PAPER_DIR = "papers"

# Initialize FastMCP server
mcp = FastMCP("research")

@mcp.tool()
def search_papers(topic: str,
                 max_results: int = 5) -> List[str]:
    """
    Search for papers on arXiv based on a topic and store
    their information.

    Args:
        topic: The topic to search for
        max_results: Maximum number of results to retrieve
                    (default: 5)

    Returns:
        List of paper IDs found in the search
    """

    # Use arxiv to find the papers
    client = arxiv.Client()

    # Search for the most relevant articles matching topic
    search = arxiv.Search(
        query = topic,
        max_results = max_results,
        sort_by = arxiv.SortCriterion.Relevance
    )

    papers = client.results(search)

    # Create directory for this topic
    path = os.path.join(PAPER_DIR,
                       topic.lower().replace(" ", "_"))
    os.makedirs(path, exist_ok=True)

    file_path = os.path.join(path, "papers_info.json")

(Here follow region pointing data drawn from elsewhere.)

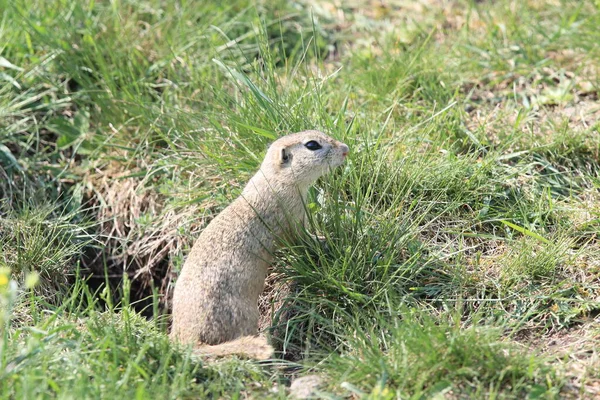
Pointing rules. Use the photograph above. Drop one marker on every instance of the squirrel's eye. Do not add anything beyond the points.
(312, 145)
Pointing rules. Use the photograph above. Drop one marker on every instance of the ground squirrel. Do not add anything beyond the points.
(215, 302)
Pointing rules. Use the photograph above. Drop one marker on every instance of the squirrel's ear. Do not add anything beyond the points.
(285, 156)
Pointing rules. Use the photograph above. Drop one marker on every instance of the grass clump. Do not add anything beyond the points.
(422, 356)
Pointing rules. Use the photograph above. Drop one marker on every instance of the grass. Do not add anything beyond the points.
(461, 253)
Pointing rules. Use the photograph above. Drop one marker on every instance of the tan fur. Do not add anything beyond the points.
(215, 302)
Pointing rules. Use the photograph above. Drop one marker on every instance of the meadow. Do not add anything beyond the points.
(461, 256)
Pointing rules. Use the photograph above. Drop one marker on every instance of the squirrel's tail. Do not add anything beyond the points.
(249, 346)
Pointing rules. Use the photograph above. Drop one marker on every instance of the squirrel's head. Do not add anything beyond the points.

    # Try to load existing papers info
    try:
        with open(file_path, "r") as json_file:
            papers_info = json.load(json_file)
    except (FileNotFoundError, json.JSONDecodeError):
        papers_info = {}

    # Process each paper and add to papers_info
    paper_ids = []
    for paper in papers:
        paper_ids.append(paper.get_short_id())
        paper_info = {
            'title': paper.title,
            'authors': [author.name for author in paper.authors],
            'summary': paper.summary,
            'pdf_url': paper.pdf_url,
            'published': str(paper.published.date())
        }
        papers_info[paper.get_short_id()] = paper_info

    # Save updated papers_info to json file
    with open(file_path, "w") as json_file:
        json.dump(papers_info, json_file, indent=2)

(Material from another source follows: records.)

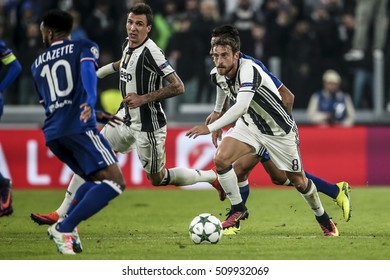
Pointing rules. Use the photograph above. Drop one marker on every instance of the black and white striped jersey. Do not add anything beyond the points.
(142, 70)
(266, 109)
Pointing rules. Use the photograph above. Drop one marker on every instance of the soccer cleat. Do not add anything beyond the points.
(344, 200)
(232, 230)
(218, 187)
(64, 241)
(6, 198)
(328, 227)
(45, 219)
(77, 247)
(233, 217)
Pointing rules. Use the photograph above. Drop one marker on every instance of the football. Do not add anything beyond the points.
(205, 229)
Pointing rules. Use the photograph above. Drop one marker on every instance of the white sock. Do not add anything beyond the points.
(181, 176)
(313, 200)
(229, 184)
(243, 183)
(74, 184)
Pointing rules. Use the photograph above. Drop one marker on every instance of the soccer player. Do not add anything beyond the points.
(145, 78)
(243, 166)
(14, 68)
(65, 79)
(261, 121)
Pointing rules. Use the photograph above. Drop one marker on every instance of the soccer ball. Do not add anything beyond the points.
(205, 229)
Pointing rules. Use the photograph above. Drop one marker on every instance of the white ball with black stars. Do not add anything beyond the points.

    print(f"Results are saved in: {file_path}")

    return paper_ids

@mcp.tool()
def extract_info(paper_id: str) -> str:
    """
    Search for information about a specific paper across all
    topic directories.

    Args:
        paper_id: The ID of the paper to look for

    Returns:
        JSON string with paper information if found, error
        message if not found
    """

    for item in os.listdir(PAPER_DIR):
        item_path = os.path.join(PAPER_DIR, item)
        if os.path.isdir(item_path):
            file_path = os.path.join(item_path,
                                   "papers_info.json")
            if os.path.isfile(file_path):
                try:
                    with open(file_path, "r") as json_file:
                        papers_info = json.load(json_file)
                        if paper_id in papers_info:
                            return json.dumps(papers_info[paper_id],
                                           indent=2)
                except (FileNotFoundError,
                       json.JSONDecodeError) as e:
                    print(f"Error reading {file_path}: {str(e)}")
                    continue

    return f"No saved information for paper {paper_id}."

if __name__ == "__main__":
    # Initialize and run the server
    mcp.run(transport='stdio')

Let’s break down what we are doing here:

  1. We import the necessary libraries, including the FastMCP class from the MCP SDK.
  2. We initialize a FastMCP server with the name “research”.
  3. We create two tools:
    • search_papers: Searches for papers on a given topic and saves metadata.
    • extract_info: Retrieves detailed information about a specific paper.
  4. We run the server using the ‘stdio’ transport, which is ideal for local development.

Note: The @mcp.tool() decorator automatically generates the necessary MCP schema based on our function’s type hints and docstrings. This makes it very easy to create MCP-compatible tools.

Step-by-step breakdown of the example MCP Server

You can skip to Part 2 if you understand the code above. But if you want a more detailed explanation, let me try to provide one.

Code Analysis: ArXiv Paper Search and Extraction Tool

High-Level Overview

This example server implements an MCP server that exposes two tools:

  1. search_papers: Searches for papers on arXiv based on a topic.
  2. extract_info: Retrieves information about a specific paper.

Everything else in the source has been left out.